Gewerbesteuer

Häufig, wenn es um die Errichtung eines Windparks geht, werden die Kommunen und Anwohner mit erheblichen Gewerbesteuer-Einnahmen beruhigt.

Aber wie ist es tatsächlich ?

Grundsätzlich ist es wie bei anderen Betrieben auch, dass die Gewerbesteuer abgeführt werden muss, wenn ein Betrieb Gewinn in der entsprechenden Höhe ausweist.

Bei WKA (Windkraftanlagen) ist dieser Zeitraum abhängig von den Rahmenbedingungen des Windparks. Zahlreiche Einflüsse spielen hier eine Rolle - bis hin zu der gewählten Auslegung bzw. den entsprechenden Ausgangsdaten.

Sollten z.B. die angenommen Vollaststunden höher als real möglich angenommen werden, macht das ein solches Projekt zwar vorerst sehr interessant, aber führt eher zur Reduktion der Einnahmen, oder möglichen Verlusten - sprich häufig keinen Gewerbesteuerzahlungen.

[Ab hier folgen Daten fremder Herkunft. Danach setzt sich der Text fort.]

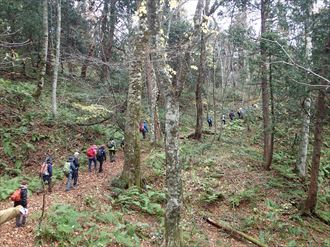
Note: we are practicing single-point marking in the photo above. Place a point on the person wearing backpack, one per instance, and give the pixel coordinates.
(10, 213)
(231, 115)
(19, 197)
(101, 157)
(223, 119)
(144, 129)
(76, 169)
(209, 121)
(112, 149)
(46, 173)
(69, 170)
(91, 155)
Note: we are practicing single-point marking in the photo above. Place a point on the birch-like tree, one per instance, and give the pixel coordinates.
(57, 58)
(131, 173)
(44, 49)
(267, 125)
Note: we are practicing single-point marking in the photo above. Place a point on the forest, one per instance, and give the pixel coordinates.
(165, 123)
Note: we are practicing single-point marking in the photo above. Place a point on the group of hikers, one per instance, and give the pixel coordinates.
(232, 115)
(240, 114)
(95, 154)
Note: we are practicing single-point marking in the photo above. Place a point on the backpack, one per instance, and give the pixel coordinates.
(100, 153)
(66, 168)
(16, 196)
(142, 127)
(44, 169)
(90, 152)
(111, 144)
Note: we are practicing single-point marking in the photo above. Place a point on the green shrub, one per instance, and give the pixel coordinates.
(146, 202)
(243, 196)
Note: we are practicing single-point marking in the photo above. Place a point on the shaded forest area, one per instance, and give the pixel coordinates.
(235, 95)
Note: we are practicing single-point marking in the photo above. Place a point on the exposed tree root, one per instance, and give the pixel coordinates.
(234, 233)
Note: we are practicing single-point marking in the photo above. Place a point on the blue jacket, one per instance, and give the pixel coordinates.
(145, 126)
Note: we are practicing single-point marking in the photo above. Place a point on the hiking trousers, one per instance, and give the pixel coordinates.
(20, 220)
(90, 161)
(112, 155)
(68, 182)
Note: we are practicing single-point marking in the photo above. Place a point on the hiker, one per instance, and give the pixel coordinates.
(101, 157)
(144, 128)
(10, 213)
(209, 121)
(223, 119)
(76, 168)
(69, 170)
(19, 197)
(91, 155)
(112, 149)
(231, 115)
(240, 113)
(46, 173)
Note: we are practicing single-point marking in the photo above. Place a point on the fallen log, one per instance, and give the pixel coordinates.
(234, 232)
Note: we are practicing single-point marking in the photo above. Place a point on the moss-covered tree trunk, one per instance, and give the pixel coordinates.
(173, 172)
(152, 86)
(265, 90)
(198, 21)
(57, 58)
(131, 173)
(310, 203)
(44, 50)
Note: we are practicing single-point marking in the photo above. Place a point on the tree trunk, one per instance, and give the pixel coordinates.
(173, 173)
(131, 173)
(83, 73)
(109, 32)
(310, 203)
(152, 86)
(50, 52)
(265, 90)
(153, 93)
(57, 59)
(198, 21)
(303, 147)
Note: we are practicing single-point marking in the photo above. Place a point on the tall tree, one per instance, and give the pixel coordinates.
(267, 129)
(200, 22)
(152, 86)
(131, 173)
(109, 19)
(321, 61)
(57, 58)
(44, 50)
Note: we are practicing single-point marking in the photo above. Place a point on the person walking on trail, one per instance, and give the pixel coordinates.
(10, 213)
(76, 169)
(240, 113)
(69, 170)
(231, 115)
(144, 129)
(91, 155)
(209, 121)
(223, 119)
(101, 157)
(112, 149)
(46, 173)
(19, 197)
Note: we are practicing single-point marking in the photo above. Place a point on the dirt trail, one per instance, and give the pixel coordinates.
(88, 184)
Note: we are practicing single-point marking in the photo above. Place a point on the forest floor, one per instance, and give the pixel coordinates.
(94, 184)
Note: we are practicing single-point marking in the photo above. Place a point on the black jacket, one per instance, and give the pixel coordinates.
(23, 201)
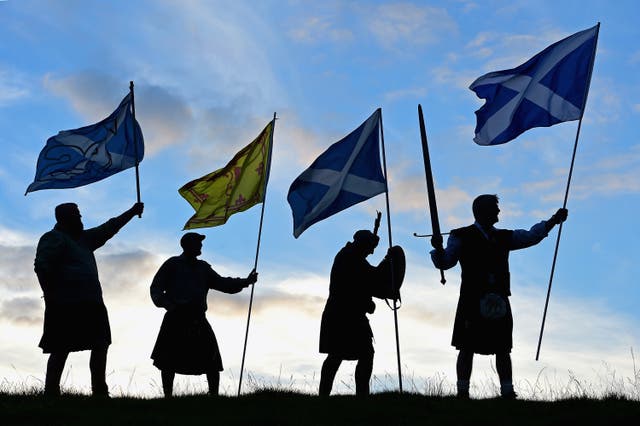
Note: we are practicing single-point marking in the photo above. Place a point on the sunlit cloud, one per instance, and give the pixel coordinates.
(12, 87)
(165, 118)
(315, 29)
(409, 24)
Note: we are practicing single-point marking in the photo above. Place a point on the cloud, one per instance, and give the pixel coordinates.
(16, 266)
(22, 311)
(164, 117)
(408, 93)
(127, 273)
(315, 29)
(12, 87)
(405, 23)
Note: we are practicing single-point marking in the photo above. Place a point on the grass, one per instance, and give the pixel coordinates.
(286, 401)
(277, 407)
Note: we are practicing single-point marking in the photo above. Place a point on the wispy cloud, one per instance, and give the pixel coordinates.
(316, 29)
(399, 24)
(12, 87)
(165, 118)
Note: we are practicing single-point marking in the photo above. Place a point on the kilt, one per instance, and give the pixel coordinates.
(71, 327)
(348, 337)
(472, 332)
(186, 344)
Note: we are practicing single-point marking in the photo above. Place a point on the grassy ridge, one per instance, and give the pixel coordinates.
(289, 408)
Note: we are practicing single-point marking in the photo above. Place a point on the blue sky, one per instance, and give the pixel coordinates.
(209, 76)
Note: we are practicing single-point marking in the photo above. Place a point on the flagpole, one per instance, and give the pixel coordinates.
(135, 142)
(395, 307)
(566, 193)
(255, 263)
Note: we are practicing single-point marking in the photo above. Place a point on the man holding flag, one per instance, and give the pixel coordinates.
(75, 317)
(483, 322)
(186, 343)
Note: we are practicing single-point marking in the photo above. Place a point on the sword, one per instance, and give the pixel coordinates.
(431, 192)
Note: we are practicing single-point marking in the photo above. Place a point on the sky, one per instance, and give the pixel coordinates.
(209, 76)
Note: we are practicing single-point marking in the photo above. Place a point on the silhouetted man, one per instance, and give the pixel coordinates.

Anmerkung: Im Fall Windpark Eberholzen ist die durch Windwärts am 17. September 2013 angegebene Angabe der Vollaststunden in Höhe von 2.400 h aus der Sicht unserer Arbeitsgruppe sehr ehrgeizig gewählt. Laut der DWI GmbH (Deutsches Windenergie-Institut) ist abhängig vom Standort und der gewählten technischen Lösung eher von 1.900 h auszugehen.

Es ist nicht unüblich, dass bei WKA in den ersten zehn Jahren keine Gewerbesteuer abgeführt wird und wenn es dann doch soweit ist, werden 30% der Gewerbesteuer beim Sitz der Betreiber abgeführt und 70% bei der Kommune vor Ort.

Natürlich, wie bereits erwähnt, ist ein Windpark nicht anders zu betrachten als jedes andere Unternehmen und gute Unternehmer/ Betreiber sind angestrebt möglicht wenig Steuern abzuführen.

Hier gibt es u.a. die Möglichkeit jedes Windrad innerhalb eines Parks als eigenständige Gesellschaft auszuweisen, oder z.B. frühzeig zu verkaufen - der folgende Berteiber kann dann auch  jahrelang kein Gewinn ausweisen.

Wir sind der Meinung, dass man sich nicht davon blenden lassen sollte, möglich Gewerbesteuereinnahmen würden unsere Samtgemeinde finanziell aufwerten.

Wie die ggf. abzuführende Gewerbesteuer in Höhe von 2,87 Mio. EUR , so durch Windwärts am 19. September 2013 genannt,  ermittelt wurde, können wir zur Zeit nur bedingt nachvollziehen.

Wenn wir die möglicher Weise abzuführende Gewerbesteuer in Höhe von EUR 8.000,--/ installierte MW zu Grunde legen (Angabe von Windwärts), dann würde es bedeuten, dass Windwärts bereits jetzt davon ausgeht innerhalb der ersten 10 Jahre keine entsprechende Steuer abführen zu müssen.

In diesem Zusammenhang ist aufmerksam zu machen, dass Schlüsselzuweisungen für die Komune entfallen könnten, sobald sich die Gewerbesteuereinnahmen erhöhen, so Hubertus Schneider (Samtgemeindedirektor Sibbesse).

Somit wäre es selbst im "Idealfall" eh eine "Null-Nummer", was unsererseits, losgelöst von dieser Thematik, grundsätzlich paradox erscheint.